Maybe Father Abraham helps us to remember that we must not sacrifice our kids on the altar of the culture’s ideas of success, or the altar of some lesser god. And in a sense, when we baptize our children we are in a very real way climbing Mt. Moriah. We baptize them into the death of Christ, so they can be made alive to God. We give them back to God. We let them go. And then God turns around and entrusts us (with God’s help and with the faith community’s help) to “raise them into the full stature of Christ.”

Let me offer one more word—I hope that in the midst of this very difficult text it is a word of grace and hope that gives us the courage to keep on struggling with it. While it may be difficult for most of us to read past verse one—to get beyond the notion of God testing Abraham—we need to keep on reading to the end. There we read that “the Lord does provide.” This is a very difficult translation. The Jewish Publication Society says that “there is vision.” Everett Fox says “Yahweh sees."  

What's up with that? What does seeing have to do with providing? A clue is provided to us by Karl Barth, who pointed out that the Latin root for the word provision.  Pro-vision—get it?—is literally “to see before.” Or better still, “to see to.” On Mt. Moriah, God “sees to things.” God sees to it that there is a ram in the thicket.

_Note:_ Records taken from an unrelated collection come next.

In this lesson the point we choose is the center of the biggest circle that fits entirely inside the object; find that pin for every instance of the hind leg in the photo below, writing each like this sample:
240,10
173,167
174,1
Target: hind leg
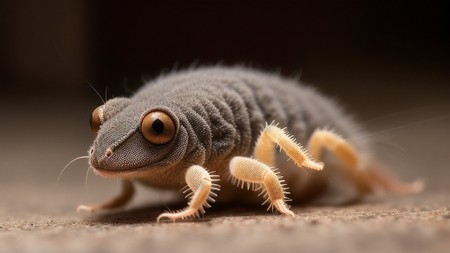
366,179
258,173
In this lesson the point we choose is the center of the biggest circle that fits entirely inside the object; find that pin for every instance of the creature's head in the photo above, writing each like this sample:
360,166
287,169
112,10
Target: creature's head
133,138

God has the vision here—even before Abraham can see it clearly. God provides the means for faith to grow and to deepen.

I wonder if that isn’t an even harder act of faith sometimes than being tested; namely, to see a way out when it is provided. To look and to trust that the Lord is to be seen there. That the Lord is seeing to what comes next, even when we can’t.

Jesus said, “consider the lilies of the field and the birds of the air.” That is—see the world! Really see it! See that the Lord does provide for your needs, does provide a way out, even when you are being tested. When the Israelites faith is tested in the wilderness, the Lord "sees to it" that there is manna and water. When Jesus is tested in the wilderness, the Lord "sees to it" that there are angels to minister to him.

So, too, with us. There will be times in our lives when our faith is tested. Times when we feel we are in the wilderness with no options before us.  I can’t explain that or understand it fully—and I wish it were not so. I wish we all were always saved from the time of trial. But I know better than that. The truth is that the deeper we go into the heart of God, the more likely it is that we will find ourselves in some measure climbing Mt. Moriah.

We will most definitely find our faith tested. But when we do, it helps to remember that the God we know—the God we love, and who loves us—does provide. God does “see to things” envisioning a brighter future before we can. Even when it does sometimes seem to come at the last possible minute. Even when it does follow the long and lonely and arduous climb up the Mt. Moriahs of our own lives.

God sees. The Lord provides. Our job is simply to look up, so that we might see for ourselves. The Word of the Lord. Thanks be to God!